オフィス・事務所の「事故物件」の定義

オフィス・事務所の「事故物件」の定義

賃貸オフィス・事務所に関しても、前項で挙げた条件に当てはまる物件が概ね事故物件であると言えます。ただ、賃貸オフィスの場合には、事故物件の対象になりにくい特性があります。というのも、現在、国土交通省によって定められた事故物件に関わるガイドラインが公表されていますが、それに該当するのは居住用の物件のみとなっています。
ガイドラインには特定の死亡事故の告知とその期間、告知義務が発生する建物の使用部分について記載されていますが、その全てにおいて事業用物件は対象外となります。
事故物件と定義する上では、あくまで日常生活を送るための用途における心理的瑕疵の有無がより重要視されているのです。
実際に、2021年10月に発行された「宅地建物取引業者による人の死の告知に関するガイドライン」には、不動産の範囲として継続的に生活を行う場である居住用不動産のみを対象とすることが明記されております。
また、賃貸オフィスにおいて、借主があとになって事故物件であったことを知り訴訟を起こした判例では、多くの場合で借主の主張が棄却される形になっているのです。
特に、直前に入居者が入っていた際は認められていません。この点から、告知義務を負う賃貸オフィスの宅地建物取引業者の間では、期間を問わず事故後すぐに入居者が入った場合、そのあとの入居者には告知を行わないといった暗黙のルールもあるようです。

事故物件は事前に教えてもらえるの?

前述の通り、特定の死亡事故が発生した場合には、物件の宅地建物取引業者に借主への告知義務が発生します。
なお、ガイドラインの制定以前にも、もともと賃貸物件には心理的瑕疵の告知義務がありました。
告知をおこたり、後で事故を知った借主とのトラブルとなれば、貸主は契約解除や損害賠償請求などを余儀なくされてしまうためです。
もちろん、心理的瑕疵の告知義務は賃貸オフィスにも存在します。ただ、オフィスに関してはガイドラインが制定されておらず、心理的瑕疵もさほど重要視されていないため、告知の方法は個々の宅地建物取引業者に一任される形となっているのです。
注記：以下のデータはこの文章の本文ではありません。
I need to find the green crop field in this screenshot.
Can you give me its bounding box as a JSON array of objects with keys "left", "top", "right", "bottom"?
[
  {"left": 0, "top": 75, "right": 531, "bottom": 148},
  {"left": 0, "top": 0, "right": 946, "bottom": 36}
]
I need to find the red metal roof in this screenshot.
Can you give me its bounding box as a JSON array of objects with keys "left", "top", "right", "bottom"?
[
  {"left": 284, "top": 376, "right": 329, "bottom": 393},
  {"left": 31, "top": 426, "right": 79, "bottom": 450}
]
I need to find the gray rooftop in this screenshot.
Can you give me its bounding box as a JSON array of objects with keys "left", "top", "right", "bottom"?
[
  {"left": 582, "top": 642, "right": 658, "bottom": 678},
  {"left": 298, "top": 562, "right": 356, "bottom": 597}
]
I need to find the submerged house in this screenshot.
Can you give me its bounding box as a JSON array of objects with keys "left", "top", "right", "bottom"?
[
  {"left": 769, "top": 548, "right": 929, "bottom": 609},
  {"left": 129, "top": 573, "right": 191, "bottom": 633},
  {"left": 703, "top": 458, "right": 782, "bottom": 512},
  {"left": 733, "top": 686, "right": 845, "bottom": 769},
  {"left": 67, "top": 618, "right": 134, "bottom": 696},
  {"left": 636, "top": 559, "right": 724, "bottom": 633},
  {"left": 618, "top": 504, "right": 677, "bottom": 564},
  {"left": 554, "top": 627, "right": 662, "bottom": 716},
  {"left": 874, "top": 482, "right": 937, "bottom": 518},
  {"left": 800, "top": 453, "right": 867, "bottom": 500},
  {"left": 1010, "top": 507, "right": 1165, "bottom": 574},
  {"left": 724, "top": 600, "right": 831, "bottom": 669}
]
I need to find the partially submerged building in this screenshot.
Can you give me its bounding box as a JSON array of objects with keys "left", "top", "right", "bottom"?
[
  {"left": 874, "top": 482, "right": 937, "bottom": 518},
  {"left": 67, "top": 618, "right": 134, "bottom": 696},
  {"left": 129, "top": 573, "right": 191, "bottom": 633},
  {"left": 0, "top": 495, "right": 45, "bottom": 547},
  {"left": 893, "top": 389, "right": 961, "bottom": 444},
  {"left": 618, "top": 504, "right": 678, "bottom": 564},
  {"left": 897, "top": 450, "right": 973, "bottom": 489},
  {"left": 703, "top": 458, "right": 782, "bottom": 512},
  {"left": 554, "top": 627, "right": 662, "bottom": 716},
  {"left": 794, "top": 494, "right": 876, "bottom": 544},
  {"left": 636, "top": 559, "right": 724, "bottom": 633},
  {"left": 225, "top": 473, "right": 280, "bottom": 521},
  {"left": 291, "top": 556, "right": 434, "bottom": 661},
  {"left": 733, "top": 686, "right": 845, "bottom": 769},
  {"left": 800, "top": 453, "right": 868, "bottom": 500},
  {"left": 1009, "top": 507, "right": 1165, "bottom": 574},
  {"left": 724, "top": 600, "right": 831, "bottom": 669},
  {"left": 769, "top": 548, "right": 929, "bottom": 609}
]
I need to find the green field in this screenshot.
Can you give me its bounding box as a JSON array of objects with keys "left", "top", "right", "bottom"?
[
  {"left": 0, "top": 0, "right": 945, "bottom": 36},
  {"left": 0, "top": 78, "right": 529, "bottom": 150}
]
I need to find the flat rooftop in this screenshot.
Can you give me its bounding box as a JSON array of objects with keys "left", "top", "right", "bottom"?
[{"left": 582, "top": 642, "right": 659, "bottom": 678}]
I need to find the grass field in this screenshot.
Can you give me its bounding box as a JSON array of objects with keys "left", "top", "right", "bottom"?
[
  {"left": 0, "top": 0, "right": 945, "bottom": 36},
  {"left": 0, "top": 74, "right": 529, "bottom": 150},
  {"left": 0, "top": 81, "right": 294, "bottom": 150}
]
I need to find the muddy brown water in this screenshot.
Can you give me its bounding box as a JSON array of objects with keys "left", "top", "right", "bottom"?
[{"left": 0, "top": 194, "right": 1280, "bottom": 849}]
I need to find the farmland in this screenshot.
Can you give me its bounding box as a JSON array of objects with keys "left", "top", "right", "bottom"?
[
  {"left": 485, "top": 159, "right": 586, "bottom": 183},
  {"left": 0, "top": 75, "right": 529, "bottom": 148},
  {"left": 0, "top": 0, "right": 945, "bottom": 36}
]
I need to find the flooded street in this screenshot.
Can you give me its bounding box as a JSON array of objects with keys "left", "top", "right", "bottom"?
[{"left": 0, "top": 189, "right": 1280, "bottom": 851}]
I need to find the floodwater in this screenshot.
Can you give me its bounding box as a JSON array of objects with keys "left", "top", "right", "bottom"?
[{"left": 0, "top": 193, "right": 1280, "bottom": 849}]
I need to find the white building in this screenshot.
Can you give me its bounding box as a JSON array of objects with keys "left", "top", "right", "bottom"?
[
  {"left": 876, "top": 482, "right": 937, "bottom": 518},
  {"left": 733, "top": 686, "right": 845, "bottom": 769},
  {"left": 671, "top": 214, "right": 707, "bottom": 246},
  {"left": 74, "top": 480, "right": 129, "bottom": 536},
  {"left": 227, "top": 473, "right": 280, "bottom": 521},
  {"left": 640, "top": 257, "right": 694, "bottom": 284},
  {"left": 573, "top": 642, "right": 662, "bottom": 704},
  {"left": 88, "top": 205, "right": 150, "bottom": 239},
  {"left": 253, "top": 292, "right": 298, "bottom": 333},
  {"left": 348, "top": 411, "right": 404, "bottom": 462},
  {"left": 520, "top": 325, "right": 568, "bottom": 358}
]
そして、前項に挙げたように賃貸オフィスにおける事故物件には、「自身の前に別の入居者がいた場合、告知を行わなくて良い」といった独自のルールもあります。
また、そもそも居住用に比べて事故物件となることが少ないことも指摘できます。
とはいえ、情報を隠すことは業者側にも特段大きなメリットはないため、どうしても気になる場合は入念に聞いてみるようにするのが良いかもしれませんね。